In a presentation scheduled today at the Independent Lubricant Manufacturers Association annual meeting in Las Vegas, Dr. Manfred Fuchs planned to recount a rocky period of dramatic consolidation, sharp shifts in regional consumption, increased competition and pressure on profitability.

He also predicted that these trends will continue and suggested strategies for independents to succeed during these times.

In an advance copy of his presentation provided to Lube Report, Fuchs contends that the lubricants industry changed more from 1991-2001 than in the previous 30-40 years. First of all, the open market has become larger as nations constituting a full third of global demand opened their industries to competition.

The industry underwent dramatic concentration that reduced the number of lube companies from more than 1,700 in the early 1990s to fewer than 1,400 today, Fuchs estimated. Mega-mergers created companies with ever-greater economies of scale so that the largest 1 percent of producers now account for 60 percent of worldwide production.

There were sharp shifts in the relative consumption of different regions, Fuchs said. Lubricant demand in Asia grew 28.2 percent during the decade. With 27.4 percent of global consumption, Asia surpassed North America as the largest regional market.

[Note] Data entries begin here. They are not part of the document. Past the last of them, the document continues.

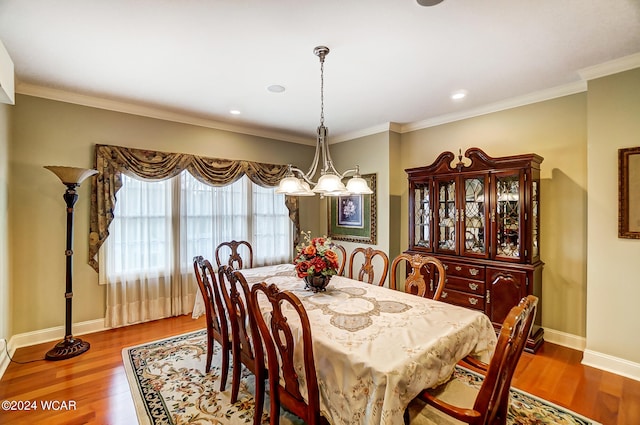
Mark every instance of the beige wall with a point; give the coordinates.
(556, 130)
(55, 133)
(372, 154)
(613, 327)
(5, 289)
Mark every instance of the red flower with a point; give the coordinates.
(316, 257)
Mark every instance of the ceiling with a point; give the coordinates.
(393, 63)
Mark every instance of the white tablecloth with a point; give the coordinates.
(376, 349)
(256, 274)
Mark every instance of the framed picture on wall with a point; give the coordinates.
(352, 218)
(629, 193)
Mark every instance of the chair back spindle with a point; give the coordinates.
(235, 260)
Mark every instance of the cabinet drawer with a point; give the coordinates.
(470, 271)
(465, 285)
(462, 299)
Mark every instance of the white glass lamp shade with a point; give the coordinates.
(294, 187)
(71, 175)
(331, 185)
(358, 185)
(289, 185)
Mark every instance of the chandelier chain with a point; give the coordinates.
(321, 93)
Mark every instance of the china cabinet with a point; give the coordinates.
(480, 216)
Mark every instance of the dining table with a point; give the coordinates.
(376, 348)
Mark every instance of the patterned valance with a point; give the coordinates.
(112, 161)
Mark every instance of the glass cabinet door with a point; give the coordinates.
(508, 218)
(445, 227)
(422, 216)
(535, 219)
(473, 216)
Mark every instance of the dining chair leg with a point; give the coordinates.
(235, 376)
(225, 368)
(259, 397)
(209, 353)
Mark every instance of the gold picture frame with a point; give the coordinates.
(629, 193)
(353, 218)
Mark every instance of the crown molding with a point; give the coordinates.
(612, 67)
(389, 126)
(597, 71)
(150, 112)
(535, 97)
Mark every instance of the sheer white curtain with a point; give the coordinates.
(159, 227)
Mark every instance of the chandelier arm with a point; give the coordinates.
(314, 164)
(302, 175)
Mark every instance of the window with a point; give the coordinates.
(160, 226)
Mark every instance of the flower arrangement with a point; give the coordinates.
(315, 257)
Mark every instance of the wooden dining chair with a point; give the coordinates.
(367, 270)
(234, 260)
(217, 328)
(342, 255)
(279, 342)
(415, 283)
(492, 401)
(244, 351)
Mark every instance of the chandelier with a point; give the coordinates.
(298, 183)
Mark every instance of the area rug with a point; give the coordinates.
(169, 386)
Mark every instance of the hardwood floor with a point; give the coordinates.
(96, 391)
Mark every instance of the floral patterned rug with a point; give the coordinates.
(169, 386)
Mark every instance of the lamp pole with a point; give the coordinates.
(69, 346)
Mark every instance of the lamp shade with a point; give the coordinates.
(330, 184)
(71, 175)
(358, 185)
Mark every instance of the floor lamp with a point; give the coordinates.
(71, 177)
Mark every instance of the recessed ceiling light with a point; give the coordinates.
(276, 88)
(459, 94)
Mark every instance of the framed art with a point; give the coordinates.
(352, 218)
(629, 193)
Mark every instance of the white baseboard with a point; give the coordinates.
(611, 364)
(566, 340)
(592, 358)
(57, 333)
(45, 335)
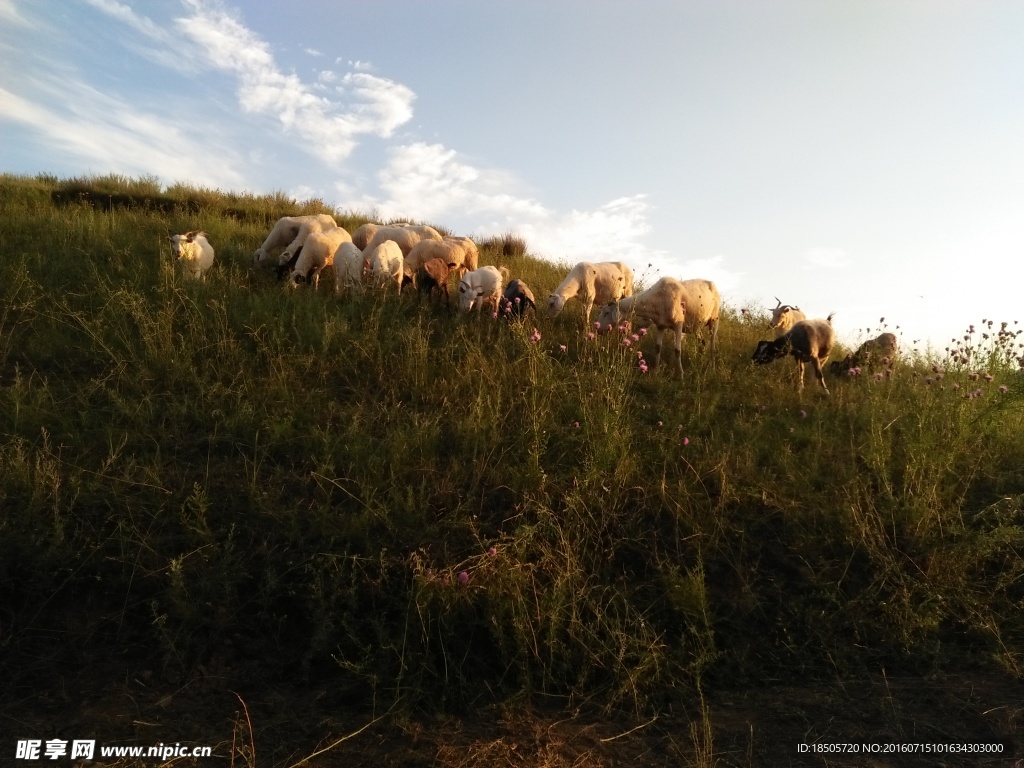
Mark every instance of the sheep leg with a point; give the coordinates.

Central and Eastern Europe, on the other hand, saw their consumption drop 52.4 percent in the wake of the collapse of the Soviet Union.

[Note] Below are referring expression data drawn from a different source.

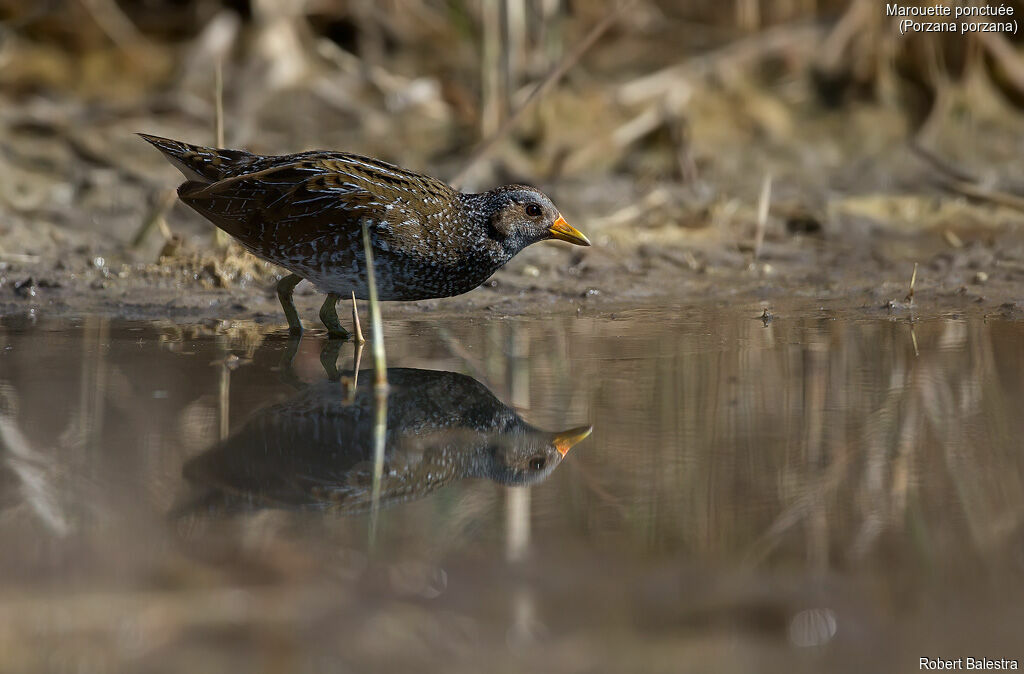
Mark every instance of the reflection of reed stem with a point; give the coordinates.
(380, 387)
(224, 401)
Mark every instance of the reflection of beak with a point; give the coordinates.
(564, 440)
(565, 232)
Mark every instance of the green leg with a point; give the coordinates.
(329, 314)
(285, 289)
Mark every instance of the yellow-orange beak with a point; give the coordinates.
(565, 232)
(564, 440)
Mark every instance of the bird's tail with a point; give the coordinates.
(199, 163)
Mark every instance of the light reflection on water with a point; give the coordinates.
(815, 493)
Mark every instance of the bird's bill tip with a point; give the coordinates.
(564, 440)
(565, 232)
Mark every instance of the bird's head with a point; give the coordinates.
(518, 215)
(528, 458)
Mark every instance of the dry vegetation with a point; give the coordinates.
(654, 124)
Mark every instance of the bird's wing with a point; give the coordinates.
(313, 197)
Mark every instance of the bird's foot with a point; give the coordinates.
(329, 314)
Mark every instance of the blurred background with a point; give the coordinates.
(706, 146)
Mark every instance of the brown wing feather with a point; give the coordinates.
(275, 210)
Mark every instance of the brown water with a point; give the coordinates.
(822, 493)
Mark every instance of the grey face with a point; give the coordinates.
(522, 459)
(524, 216)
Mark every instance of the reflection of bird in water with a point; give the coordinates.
(316, 450)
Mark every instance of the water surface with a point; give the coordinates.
(819, 493)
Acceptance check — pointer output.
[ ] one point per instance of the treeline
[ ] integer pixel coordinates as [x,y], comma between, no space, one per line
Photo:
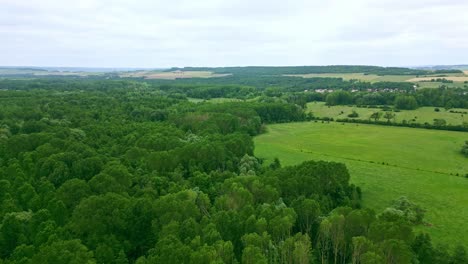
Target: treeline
[261,70]
[137,175]
[441,97]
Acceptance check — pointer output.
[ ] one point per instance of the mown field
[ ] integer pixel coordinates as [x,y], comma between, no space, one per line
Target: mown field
[420,115]
[171,75]
[386,162]
[422,81]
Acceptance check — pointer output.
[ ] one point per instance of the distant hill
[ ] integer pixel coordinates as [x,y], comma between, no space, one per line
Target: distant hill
[443,67]
[262,70]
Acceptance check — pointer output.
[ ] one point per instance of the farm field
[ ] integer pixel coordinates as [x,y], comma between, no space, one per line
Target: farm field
[420,115]
[418,164]
[458,78]
[214,100]
[172,75]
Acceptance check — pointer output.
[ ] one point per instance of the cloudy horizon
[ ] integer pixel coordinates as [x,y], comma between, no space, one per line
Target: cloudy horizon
[158,34]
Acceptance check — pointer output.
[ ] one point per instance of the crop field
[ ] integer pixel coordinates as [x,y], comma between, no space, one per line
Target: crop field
[423,81]
[420,115]
[386,162]
[172,75]
[358,76]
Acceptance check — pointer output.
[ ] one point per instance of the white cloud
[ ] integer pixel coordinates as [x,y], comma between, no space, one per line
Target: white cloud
[155,33]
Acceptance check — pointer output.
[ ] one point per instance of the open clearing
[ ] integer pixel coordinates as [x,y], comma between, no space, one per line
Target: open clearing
[419,165]
[422,81]
[172,75]
[450,78]
[420,115]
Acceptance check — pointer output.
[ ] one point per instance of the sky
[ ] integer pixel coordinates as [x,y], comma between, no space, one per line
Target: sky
[177,33]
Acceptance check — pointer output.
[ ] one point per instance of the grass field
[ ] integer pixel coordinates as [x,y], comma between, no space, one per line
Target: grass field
[419,166]
[215,100]
[458,78]
[172,75]
[420,115]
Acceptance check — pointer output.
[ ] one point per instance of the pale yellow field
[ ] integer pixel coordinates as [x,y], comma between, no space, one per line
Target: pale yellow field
[451,78]
[173,75]
[457,77]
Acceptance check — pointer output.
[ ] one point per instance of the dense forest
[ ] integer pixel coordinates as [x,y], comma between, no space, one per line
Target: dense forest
[108,171]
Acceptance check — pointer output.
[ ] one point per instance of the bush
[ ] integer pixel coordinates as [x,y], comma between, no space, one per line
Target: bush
[354,114]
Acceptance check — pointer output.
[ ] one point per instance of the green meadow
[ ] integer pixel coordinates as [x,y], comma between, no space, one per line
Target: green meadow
[386,162]
[420,115]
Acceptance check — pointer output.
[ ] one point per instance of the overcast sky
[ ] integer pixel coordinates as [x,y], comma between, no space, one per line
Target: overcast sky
[154,33]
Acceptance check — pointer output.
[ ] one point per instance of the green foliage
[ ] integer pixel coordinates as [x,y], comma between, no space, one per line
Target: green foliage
[406,102]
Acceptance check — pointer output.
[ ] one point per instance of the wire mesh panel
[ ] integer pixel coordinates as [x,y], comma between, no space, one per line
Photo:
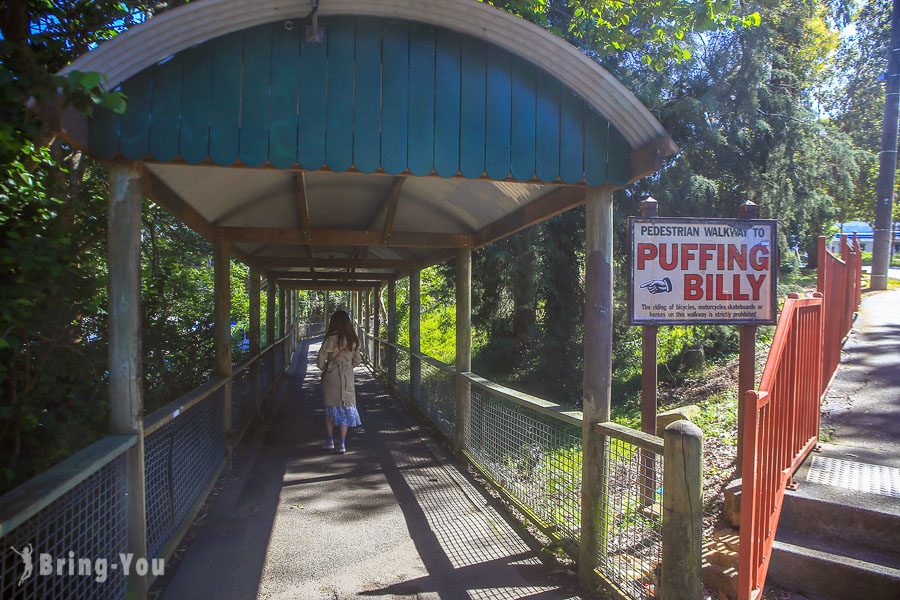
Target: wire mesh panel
[631,520]
[180,460]
[438,398]
[243,397]
[90,521]
[370,349]
[534,457]
[383,357]
[402,358]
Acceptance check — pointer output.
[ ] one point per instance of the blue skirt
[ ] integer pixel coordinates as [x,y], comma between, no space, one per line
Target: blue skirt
[343,415]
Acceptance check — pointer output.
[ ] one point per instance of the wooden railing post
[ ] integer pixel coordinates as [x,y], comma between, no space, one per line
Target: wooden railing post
[126,399]
[415,342]
[392,334]
[746,352]
[463,343]
[282,322]
[254,335]
[376,326]
[222,324]
[682,528]
[597,377]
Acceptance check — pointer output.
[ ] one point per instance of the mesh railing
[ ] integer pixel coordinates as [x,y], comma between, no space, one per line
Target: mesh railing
[89,520]
[79,506]
[401,383]
[181,458]
[631,517]
[535,457]
[437,398]
[531,450]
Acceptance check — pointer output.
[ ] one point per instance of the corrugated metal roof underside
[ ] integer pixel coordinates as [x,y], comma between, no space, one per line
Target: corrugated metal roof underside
[267,199]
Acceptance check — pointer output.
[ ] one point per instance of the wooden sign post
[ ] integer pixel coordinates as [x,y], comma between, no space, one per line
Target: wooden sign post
[746,352]
[698,271]
[649,384]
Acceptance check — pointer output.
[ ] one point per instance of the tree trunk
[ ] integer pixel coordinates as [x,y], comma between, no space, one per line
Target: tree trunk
[884,188]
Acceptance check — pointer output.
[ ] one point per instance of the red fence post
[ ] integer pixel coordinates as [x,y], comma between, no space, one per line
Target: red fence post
[750,498]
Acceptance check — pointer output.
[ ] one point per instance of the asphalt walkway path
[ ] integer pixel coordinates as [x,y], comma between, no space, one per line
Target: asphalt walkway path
[392,518]
[863,402]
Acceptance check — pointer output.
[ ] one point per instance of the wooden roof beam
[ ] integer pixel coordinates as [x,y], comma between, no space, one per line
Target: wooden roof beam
[158,191]
[272,263]
[331,287]
[346,237]
[333,275]
[549,205]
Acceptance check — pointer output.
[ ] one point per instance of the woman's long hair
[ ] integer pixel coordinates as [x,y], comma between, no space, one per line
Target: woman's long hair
[341,326]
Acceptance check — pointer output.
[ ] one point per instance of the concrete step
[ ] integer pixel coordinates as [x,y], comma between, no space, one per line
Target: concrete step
[833,568]
[834,512]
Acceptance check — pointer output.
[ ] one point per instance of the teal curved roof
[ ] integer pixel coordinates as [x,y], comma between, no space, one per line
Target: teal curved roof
[379,95]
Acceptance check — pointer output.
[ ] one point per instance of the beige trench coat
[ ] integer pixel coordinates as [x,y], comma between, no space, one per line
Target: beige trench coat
[337,384]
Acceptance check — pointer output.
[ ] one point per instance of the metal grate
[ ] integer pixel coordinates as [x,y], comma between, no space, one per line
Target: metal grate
[631,520]
[180,460]
[534,457]
[856,476]
[90,521]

Finally, technical and environmental requirements for lubricants became more demanding.

Collectively, Fuchs said, these trends have made times tough for lube companies. For all the shifts in regional consumption, global demand has remained flat. In 1991, the world produced an estimated 37.7 million metric tons of lubes. This year, Fuchs projects, it will produce 37.4 million tons.

At the same time, globalization has increased market transparency, making the industry more competitive and squeezing profitability. As petroleum prices soared last year, Fuchs estimated, lubricant producers purchasing bills rose an average of $100 per ton, or 23 percent. Yet producers were only able to pass on 60 percent of those increases to their customers. The result, he said, was a 17 percent cut in profits, or reduction in margins of 8 percentage points.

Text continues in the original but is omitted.